Ulteriori milioni – 5 in totale – sempre per via libica, sembra appartenessero a un uomo d’affari libanese – un certo Ziad Takieddine – mentre per la copertura di altri milioni funse la vendita di una villa di proprietà di Sárközy, sulla Costa Azzurra.

È ormai appurato che le transazioni economiche – illecite – pro campagne elettorali o anche individuali a politici conniventi, siano un meccanismo piuttosto comune; possiamo citare il famoso caso Watergate a carico del presidente statunitense Richard Nixon, ma anche la recente questione dei 49 milioni di Euro di fondi occulti nelle casse della Lega italica, su cui la Procura sta ancora indagando.

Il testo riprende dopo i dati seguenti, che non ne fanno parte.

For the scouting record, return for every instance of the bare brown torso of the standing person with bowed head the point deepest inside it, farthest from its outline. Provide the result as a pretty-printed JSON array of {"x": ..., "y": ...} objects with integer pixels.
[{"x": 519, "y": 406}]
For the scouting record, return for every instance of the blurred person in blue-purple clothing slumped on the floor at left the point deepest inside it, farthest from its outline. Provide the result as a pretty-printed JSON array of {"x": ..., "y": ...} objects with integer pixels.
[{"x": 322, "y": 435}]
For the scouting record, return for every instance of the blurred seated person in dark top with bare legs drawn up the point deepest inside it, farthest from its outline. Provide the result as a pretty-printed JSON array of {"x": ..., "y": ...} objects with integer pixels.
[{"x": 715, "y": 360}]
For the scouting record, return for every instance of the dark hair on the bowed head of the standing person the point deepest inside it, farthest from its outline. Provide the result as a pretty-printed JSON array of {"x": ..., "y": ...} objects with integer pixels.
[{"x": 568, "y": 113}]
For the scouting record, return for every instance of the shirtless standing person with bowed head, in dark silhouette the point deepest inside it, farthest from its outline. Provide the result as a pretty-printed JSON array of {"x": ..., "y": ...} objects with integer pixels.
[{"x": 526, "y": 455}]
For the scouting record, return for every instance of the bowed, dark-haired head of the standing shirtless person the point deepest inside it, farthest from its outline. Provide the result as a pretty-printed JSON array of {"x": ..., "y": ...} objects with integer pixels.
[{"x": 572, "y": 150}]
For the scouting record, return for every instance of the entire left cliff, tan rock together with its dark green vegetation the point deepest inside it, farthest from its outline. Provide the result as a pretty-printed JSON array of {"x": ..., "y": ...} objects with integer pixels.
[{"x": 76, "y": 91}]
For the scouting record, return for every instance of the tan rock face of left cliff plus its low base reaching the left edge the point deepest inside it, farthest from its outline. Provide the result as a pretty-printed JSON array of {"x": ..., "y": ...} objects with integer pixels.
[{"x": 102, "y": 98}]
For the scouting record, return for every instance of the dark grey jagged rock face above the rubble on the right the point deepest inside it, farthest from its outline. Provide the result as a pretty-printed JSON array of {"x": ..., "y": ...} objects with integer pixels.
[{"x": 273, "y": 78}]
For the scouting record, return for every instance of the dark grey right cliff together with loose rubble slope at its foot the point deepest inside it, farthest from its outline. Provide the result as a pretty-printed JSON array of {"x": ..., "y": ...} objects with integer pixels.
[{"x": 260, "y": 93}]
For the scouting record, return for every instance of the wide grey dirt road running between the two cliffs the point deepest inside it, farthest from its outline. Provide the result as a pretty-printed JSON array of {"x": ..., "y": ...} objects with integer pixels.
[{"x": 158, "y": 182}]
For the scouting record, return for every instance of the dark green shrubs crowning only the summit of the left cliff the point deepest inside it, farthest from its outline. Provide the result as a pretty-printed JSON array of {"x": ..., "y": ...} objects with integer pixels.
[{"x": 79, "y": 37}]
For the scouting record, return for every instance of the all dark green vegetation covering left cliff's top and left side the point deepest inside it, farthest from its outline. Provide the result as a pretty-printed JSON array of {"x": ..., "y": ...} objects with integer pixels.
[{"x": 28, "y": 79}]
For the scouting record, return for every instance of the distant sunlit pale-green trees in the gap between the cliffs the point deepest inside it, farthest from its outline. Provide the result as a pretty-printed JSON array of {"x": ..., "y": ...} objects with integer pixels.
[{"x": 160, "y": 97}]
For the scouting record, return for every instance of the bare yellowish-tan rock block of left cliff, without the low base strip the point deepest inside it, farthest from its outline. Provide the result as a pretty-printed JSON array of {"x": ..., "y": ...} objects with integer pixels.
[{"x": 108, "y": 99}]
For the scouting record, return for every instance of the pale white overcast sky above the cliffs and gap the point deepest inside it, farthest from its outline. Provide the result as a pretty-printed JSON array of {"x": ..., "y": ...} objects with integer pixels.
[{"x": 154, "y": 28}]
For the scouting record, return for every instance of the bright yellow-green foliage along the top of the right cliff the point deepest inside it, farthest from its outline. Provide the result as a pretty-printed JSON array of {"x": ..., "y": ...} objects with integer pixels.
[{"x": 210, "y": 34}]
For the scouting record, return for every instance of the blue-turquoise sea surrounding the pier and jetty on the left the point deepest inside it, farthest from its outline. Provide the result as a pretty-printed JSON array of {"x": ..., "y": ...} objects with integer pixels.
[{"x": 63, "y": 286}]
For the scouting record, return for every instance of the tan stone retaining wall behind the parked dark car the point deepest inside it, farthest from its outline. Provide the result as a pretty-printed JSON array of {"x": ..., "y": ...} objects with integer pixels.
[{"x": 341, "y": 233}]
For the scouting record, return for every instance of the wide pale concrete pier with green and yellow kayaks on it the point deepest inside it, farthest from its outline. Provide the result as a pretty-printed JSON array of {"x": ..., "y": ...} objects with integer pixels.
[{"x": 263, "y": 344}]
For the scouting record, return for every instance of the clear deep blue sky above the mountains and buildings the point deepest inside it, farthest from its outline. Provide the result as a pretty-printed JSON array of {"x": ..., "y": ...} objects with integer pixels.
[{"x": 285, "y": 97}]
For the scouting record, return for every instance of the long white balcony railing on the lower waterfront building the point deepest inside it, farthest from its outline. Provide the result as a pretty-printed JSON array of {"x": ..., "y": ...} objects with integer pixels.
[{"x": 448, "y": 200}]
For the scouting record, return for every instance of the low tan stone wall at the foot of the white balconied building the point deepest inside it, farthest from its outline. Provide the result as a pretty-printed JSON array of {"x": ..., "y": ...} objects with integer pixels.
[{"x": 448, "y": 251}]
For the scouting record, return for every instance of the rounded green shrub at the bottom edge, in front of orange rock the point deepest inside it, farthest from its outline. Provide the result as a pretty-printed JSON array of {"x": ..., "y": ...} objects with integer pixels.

Le tangenti sono molto à la page in Libia – che sappiamo essere il Pozzo di San Patrizio su cui le innumerevoli fazioni combattono per prenderne il potere – tant’è che sono già sorti problemi sulle recenti elezioni avvenute a Ginevra, su accompagnamento delle Nazioni Unite (https://www.theblackcoffee.eu/cronache-libiche-durera-la-tregua/), per presunti ‘pagamenti’ ad alcuni rappresentanti libici per l’elezione di Abdul Hamid Mohammed Dbeibah a Primo Ministro, politico designato all’incarico di formare il nuovo governo di transizione – Government of National Unity (GNU) – verso le elezioni politiche, già fissate per il 24 dicembre prossimo.

Certo non è nelle nostre possibilità verificare le fonti delle ‘soffiate’ libiche, tantomeno abbiamo la facoltà e la presunzione di valutare Sárközy quale corrotto e/o corruttore, anche perché i ruoli in questo ambito hanno confini evanescenti. Su ciò faranno ampia luce gli inquirenti. Però, i movimenti sopra menzionati hanno un fil rouge che tiene bene a livello logico.

Al contrario, sull’affermazione di Sárközy apposta all’inizio dell’articolo, sul fatto che la politica esprima “la più alta forma di carità” siamo molto dubbiosi e dà adito a numerose interpretazioni. Molto, molto meno incerti sulla seconda parte “[…] uno sporco affare che a qualcuno deve pur toccare di compiere”, frase della quale cambieremmo volentieri il verbo ‘toccare’ con ‘decidere’.

Senza dimenticare che anche l’attuale Francia di Macron è ancora impegnata nella questione libica, a fianco (non ufficialmente perché membro Nato) del generale Khalifa Haftar.

Sabato, 6 marzo 2021 – n° 6/2021

In copertina: Murales firmato NJ/2012 a Firenze. Foto ©Laura Sestini (tutti i diritti riservati).